Structured Data Markup Was Inevitable, But Is It An Admission Of Failure?
The movement toward structured data markup (i.e., increasing use of standards like Open Graph, Schema.org, RDFa, etc.) has bothered me for awhile, but I could not exactly put my finger on the issues. A few weeks ago at SMX East, there were some great presentations on these topics, and I finally realized that I have […]
The movement toward structured data markup (i.e., increasing use of standards like Open Graph, Schema.org, RDFa, etc.) has bothered me for awhile, but I could not exactly put my finger on the issues.
A few weeks ago at SMX East, there were some great presentations on these topics, and I finally realized that I have many major reservations about the proliferation and use of these standards, on many levels (mostly from a publisher perspective; for end-users they are generally a very positive development).
What Are These Standards?
They sound complicated, but in layman’s terms, I would say: think of them as being similar to additional meta-tags on a page, similar to a meta-description or meta-keywords, but often in XML format, which convey certain structured information about various objects.
Like meta-tags, these are intended to be machine-readable, but not necessarily presentable to humans in a browser. Much of the rich information showing up in search engine results (such as reviews, prices, etc.) are being enabled by publishers (i.e., website owners) exposing their data using these standards.
Figure 1 shows some structured data that Google displays in its search results already. Search for [schema.org], [microformats], or [open graph], if you’d like to learn more.
Why These Are Bad For Publishers From A Search Standpoint
By showing rich information in the search results, Google and others can get users to navigate to the information they need more quickly. Another way of thinking about this is, they are essentially denying publishers the navigational clicks that users would have given them, had they navigated to the site and then had to poke around.
For example, showing a Movie showtime in a SERP denies the publisher the opportunity to try to get the viewer to purchase a ticket for pickup at the box office; the user may see the showtime and then move on to their next task, simply buying the ticket at the theater.
But Aren’t Publishers Who Implement Microformats Getting More Traffic?
Yes, this seems to be the consensus, although it’s not clear why. It could be that the search engines are intentionally favoring pages that expose information in this way (which seems likely), or it could also be that (as someone in the audience at one of the SMX East talks brought up), the use of these schemas may simply make the publisher do a better job of organizing and exposing their information.
For instance, if you’re using schema markup that exposes name, address, and phone number, you’re unlikely to forget including your phone number (it acts as a sort of checklist) and it will likely make you also expose the phone number in your HTML for users to see.

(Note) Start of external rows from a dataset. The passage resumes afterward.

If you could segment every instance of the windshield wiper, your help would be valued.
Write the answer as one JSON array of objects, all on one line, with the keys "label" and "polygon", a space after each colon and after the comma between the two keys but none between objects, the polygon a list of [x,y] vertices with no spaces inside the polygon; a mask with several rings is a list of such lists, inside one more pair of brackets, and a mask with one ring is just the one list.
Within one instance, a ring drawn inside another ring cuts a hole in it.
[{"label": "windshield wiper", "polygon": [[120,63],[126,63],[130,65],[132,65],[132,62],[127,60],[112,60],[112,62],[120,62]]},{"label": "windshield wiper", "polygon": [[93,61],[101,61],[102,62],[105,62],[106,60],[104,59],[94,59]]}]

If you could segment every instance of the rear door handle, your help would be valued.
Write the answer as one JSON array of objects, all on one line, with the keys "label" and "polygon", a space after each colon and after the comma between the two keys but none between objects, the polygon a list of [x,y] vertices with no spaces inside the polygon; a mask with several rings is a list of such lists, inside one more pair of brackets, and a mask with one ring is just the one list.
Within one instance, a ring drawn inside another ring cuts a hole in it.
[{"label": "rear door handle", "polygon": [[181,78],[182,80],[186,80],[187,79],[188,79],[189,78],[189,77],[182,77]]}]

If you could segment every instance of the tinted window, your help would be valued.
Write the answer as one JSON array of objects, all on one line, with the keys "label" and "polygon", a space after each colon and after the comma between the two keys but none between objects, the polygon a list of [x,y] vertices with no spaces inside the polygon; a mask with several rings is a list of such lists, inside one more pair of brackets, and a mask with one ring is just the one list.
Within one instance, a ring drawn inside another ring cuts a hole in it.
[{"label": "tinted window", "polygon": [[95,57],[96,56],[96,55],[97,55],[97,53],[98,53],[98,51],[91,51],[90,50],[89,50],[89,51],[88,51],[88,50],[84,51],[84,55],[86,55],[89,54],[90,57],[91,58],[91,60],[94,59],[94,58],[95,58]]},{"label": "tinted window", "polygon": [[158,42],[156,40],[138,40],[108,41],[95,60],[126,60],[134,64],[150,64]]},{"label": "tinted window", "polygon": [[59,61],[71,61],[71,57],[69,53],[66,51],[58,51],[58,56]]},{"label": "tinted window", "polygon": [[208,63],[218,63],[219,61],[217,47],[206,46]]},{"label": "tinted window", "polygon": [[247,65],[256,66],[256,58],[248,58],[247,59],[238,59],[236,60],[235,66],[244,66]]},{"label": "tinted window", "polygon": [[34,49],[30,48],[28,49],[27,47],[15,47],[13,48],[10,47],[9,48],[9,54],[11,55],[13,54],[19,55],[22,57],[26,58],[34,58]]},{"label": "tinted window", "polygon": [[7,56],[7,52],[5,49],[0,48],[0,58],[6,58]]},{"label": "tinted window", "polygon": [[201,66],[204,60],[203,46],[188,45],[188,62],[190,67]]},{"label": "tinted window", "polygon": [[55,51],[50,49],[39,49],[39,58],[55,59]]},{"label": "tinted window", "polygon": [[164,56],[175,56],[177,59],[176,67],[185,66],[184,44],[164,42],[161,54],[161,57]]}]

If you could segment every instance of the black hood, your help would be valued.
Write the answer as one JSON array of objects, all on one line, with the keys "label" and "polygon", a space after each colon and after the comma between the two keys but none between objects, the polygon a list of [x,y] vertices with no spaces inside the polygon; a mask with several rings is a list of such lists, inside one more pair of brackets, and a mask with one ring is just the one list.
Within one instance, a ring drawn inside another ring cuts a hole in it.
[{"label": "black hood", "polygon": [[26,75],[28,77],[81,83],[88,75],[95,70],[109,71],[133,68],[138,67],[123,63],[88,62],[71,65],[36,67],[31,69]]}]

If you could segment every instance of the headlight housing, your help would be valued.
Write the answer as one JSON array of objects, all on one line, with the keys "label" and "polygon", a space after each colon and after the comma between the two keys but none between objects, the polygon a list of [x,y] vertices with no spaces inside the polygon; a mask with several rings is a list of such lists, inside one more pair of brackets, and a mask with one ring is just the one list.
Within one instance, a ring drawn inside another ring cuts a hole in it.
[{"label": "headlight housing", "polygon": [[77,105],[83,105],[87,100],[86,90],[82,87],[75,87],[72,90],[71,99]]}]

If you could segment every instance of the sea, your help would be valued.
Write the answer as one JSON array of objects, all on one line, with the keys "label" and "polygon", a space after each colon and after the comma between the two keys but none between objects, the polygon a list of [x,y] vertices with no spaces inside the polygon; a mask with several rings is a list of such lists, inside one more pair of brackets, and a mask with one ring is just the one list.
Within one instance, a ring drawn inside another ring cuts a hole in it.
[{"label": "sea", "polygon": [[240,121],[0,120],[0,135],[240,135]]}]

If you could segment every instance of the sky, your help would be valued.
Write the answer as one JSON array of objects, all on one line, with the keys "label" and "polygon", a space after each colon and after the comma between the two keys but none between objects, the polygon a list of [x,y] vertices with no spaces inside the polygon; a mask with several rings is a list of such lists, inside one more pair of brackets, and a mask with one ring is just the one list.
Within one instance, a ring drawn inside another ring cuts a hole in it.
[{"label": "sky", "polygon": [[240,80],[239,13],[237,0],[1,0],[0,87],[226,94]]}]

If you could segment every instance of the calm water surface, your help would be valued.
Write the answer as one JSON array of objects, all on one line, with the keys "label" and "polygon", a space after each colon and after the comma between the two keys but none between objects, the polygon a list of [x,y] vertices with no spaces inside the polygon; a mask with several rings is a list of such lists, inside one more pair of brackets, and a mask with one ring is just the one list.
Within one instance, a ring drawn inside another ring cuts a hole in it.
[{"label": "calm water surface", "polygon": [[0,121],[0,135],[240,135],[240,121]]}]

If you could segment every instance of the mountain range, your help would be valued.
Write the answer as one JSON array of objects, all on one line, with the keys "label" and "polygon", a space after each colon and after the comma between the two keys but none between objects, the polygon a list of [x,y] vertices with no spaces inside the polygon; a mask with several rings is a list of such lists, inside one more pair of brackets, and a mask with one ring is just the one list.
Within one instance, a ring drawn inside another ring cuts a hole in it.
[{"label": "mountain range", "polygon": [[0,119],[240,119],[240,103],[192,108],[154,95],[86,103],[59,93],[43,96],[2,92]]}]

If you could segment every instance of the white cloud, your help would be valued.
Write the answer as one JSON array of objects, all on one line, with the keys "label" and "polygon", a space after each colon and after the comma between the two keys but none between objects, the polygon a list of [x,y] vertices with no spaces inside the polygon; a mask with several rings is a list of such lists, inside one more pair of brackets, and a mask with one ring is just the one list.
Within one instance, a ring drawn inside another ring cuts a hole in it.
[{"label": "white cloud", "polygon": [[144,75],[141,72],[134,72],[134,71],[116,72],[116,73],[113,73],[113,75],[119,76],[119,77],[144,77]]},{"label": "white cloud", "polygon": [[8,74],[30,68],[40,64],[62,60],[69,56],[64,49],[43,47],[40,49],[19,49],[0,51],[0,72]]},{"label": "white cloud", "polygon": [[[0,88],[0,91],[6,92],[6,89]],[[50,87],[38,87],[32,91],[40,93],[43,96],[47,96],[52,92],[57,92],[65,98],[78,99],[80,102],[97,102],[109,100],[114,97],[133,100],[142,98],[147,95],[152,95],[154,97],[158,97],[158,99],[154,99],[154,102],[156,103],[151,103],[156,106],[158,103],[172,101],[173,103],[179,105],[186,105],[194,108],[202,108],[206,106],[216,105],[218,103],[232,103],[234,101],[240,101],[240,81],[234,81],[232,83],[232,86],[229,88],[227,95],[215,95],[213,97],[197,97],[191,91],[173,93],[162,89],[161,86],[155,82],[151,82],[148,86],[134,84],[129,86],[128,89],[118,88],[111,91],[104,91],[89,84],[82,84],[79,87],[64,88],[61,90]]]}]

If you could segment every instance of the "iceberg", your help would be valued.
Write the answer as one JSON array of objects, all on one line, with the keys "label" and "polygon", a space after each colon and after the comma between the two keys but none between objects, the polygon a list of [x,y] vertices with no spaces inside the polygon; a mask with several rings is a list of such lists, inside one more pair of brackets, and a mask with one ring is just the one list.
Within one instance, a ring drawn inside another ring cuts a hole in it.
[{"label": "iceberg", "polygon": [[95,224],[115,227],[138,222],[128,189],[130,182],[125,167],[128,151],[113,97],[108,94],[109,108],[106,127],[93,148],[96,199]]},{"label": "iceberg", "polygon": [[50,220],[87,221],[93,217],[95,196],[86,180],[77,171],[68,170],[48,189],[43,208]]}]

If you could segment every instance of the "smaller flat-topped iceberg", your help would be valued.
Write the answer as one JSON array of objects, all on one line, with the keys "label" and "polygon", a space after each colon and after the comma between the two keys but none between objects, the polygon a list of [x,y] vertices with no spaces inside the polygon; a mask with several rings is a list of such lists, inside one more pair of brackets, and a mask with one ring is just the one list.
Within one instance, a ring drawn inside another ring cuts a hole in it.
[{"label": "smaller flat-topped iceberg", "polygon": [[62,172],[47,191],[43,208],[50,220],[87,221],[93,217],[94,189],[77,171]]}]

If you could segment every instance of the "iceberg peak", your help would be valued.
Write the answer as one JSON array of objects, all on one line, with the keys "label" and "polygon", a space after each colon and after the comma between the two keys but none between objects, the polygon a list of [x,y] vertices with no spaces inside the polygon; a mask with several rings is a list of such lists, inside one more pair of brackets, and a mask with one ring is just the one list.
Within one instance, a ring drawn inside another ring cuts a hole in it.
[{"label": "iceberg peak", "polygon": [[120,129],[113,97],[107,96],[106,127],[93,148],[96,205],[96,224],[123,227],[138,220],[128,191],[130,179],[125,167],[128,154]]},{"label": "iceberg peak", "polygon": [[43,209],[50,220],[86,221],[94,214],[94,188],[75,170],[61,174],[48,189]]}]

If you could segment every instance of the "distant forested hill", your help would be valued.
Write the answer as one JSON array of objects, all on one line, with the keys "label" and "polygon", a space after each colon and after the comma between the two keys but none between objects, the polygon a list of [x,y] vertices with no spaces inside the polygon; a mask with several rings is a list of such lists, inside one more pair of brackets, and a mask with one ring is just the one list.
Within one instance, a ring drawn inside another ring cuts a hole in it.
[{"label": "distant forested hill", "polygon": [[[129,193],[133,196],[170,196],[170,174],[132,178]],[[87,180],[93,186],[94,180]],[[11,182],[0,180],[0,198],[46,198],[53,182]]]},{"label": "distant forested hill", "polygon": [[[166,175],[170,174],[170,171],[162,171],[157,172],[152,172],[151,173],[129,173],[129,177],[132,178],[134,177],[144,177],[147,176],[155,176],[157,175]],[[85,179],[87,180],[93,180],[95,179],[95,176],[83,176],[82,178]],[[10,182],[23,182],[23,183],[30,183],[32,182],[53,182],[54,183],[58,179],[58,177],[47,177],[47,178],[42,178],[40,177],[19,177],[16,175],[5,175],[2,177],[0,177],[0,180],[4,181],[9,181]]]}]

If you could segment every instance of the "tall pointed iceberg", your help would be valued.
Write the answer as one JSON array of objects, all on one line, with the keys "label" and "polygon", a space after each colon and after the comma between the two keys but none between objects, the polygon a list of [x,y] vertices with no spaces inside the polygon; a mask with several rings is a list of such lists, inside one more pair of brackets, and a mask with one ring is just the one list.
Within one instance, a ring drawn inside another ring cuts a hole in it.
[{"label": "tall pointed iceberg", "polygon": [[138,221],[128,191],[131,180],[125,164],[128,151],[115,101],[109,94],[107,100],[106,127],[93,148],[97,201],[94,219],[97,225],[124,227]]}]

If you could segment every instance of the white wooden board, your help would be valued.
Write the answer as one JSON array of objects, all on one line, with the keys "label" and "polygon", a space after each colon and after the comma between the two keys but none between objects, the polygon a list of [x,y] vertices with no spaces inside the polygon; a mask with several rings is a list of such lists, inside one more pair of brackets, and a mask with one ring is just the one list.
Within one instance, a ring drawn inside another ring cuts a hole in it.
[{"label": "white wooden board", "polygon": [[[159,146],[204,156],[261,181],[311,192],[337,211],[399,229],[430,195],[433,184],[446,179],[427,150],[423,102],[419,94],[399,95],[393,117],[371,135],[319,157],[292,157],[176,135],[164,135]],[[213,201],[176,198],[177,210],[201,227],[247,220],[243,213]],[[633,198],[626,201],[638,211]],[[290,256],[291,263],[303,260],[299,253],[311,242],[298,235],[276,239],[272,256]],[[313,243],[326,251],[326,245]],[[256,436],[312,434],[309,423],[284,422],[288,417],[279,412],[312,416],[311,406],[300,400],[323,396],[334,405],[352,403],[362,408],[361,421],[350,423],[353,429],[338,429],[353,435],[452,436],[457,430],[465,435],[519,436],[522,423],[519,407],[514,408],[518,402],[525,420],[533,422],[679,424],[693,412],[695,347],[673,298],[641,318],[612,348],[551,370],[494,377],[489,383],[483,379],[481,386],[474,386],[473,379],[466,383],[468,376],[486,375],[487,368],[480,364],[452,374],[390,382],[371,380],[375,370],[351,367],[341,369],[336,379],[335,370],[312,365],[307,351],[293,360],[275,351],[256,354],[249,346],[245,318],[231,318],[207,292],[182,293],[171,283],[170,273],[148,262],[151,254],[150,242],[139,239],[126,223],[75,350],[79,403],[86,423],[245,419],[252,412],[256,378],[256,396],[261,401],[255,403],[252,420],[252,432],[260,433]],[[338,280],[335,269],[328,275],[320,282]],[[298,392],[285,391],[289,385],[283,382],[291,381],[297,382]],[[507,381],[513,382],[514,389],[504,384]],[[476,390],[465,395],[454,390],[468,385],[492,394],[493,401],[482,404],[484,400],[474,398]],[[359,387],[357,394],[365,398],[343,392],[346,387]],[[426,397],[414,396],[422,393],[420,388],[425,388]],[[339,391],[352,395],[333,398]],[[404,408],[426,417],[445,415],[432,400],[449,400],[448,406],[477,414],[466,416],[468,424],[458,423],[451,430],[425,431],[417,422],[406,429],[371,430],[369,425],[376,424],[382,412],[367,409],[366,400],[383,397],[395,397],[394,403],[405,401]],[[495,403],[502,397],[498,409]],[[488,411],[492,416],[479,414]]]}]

Either way, publishers who use structured data markup are reporting higher organic traffic; but think about it for a minute; clearly, this must be at the expense of others who are not using them and are experiencing lower traffic as a result.
What worries me is: what happens when everyone (or at least the top 10 search results) are all using structured data markup? At that point, an argument for higher traffic will not hold water — it’s no advantage if everyone is doing it.
Microformats Make It Possible For Anyone To Steal Your Content
Microformats make your information that much more easily scraped and parsed by sites that you don’t want taking your information, not just by search engines – scrapers, even competitors who want to monitor your pricing, and so on.
Why is it OK for a search engine to show my pricing information in a SERP, but it’s not OK for my competitor to show it on their website?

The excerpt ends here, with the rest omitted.